PADMINI CHETTUR
La danse de Padmini Chettur puise dans la tradition indienne l'expression de sa modernité. Dans Pushed, la chorégraphe poursuit son voyage à travers l'Asie par une immersion dans la philosophie coréenne. De cette rencontre naît une gestuelle vibrante, un mouvement perpétuellement sous tension.
On se souvient encore, presque ému, de l'éclosion de ce talent, Padmini Chettur, venu de si loin, l'Inde. Ces 3 solos quasi autobiographiques, présentés aux Abbesses en mai 2003, révélaient une danseuse à la présence souveraine autant qu'une chorégraphe accomplie.
Padmini Chettur, formée au bhârata natyam, un style traditionnel indien extrêmement codifié, puis membre de la compagnie Chandralekha, pionnière d'une expression contemporaine du mouvement dans ce pays en profonde mutation, a confirmé depuis, avec Paperdoll, sa place à part dans le paysage chorégraphique actuel. Poursuivant son approche d'une modernité enrichie au contact de la tradition,
Padmini Chettur imaginait en 2006 Pushed (Poussé) créé en Corée. Elle s'empare des sept émotions de la philosophie coréenne — rancœur, douleur, plaisir, joie, chagrin, amour et envie –— pour décliner, sur scène, la palette de sa gestuelle aux variations subtiles. L'idée est alors d'accompagner la danse en musique, celle de Maarten Visser qui a composé sa partition à partir d'instruments anciens coréens.
Au final, Pushed, aux couleurs primaires, est un trait d'union entre ces deux cultures asiatiques. Padmini Chettur y joue le rôle de passeur en compagnie des 5 autres danseuses.

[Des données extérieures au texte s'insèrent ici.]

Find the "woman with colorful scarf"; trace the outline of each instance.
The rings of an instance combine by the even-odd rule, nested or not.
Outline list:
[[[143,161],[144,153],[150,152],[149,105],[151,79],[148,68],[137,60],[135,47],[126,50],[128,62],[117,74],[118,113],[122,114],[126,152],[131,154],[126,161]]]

Quant au titre, évocateur, il reflète l'état d'esprit qui préside aux recherches artistiques de la jeune femme : « J'ai choisi Pushed parce que le corps est toujours tendu à l'extrême, que ce soit dans un moment de transition, dans l'amorce ou l'aboutissement d'un mouvement ».
Padmini Chettur donne, à sa façon, une belle définition de l'acte de danser.
La critique de Pariscope
( Laurent Adicéam-Dixit )
- Auriez-vous imaginé une danseuse classique indienne de Bharata Natyam se lancer dans un registre totalement hostile, provocant, aux antipodes de son essence mère ? Eh bien, c’est chose faite avec Padmini Chettur, élève de la chorégraphe iconoclaste Chandralekha.
Elle se défait vite de ses racines séculaires pour prôner un éclectisme d’avant-garde, déroutant tant sur la forme que sur le fond. Elle nous dresse un tableau où les gestes se côtoient et se cahotent pour donner « Pushed » : une poussée d’expressions saccadées, distordues, bestiales, des combinaisons à la fois gracieuses et disgracieuses. Un long voyage pesant illustré par cinq autres danseuses qui interprètent en mouvements les sept émotions de la philosophie coréenne, sur une musique traditionnelle et lancinante. Un « ballet » irréprochable par sa technique mais sans âme, sans émotions… Les corps parfois entrelacés, tendus, mécaniques et qui se font même violence nous surprennent et nous dérangent. Est-ce là la quête de Padmini ? En tous cas, cette expérience artistique, marginale, lui vaut d’être une originale voire une anarchiste de la danse.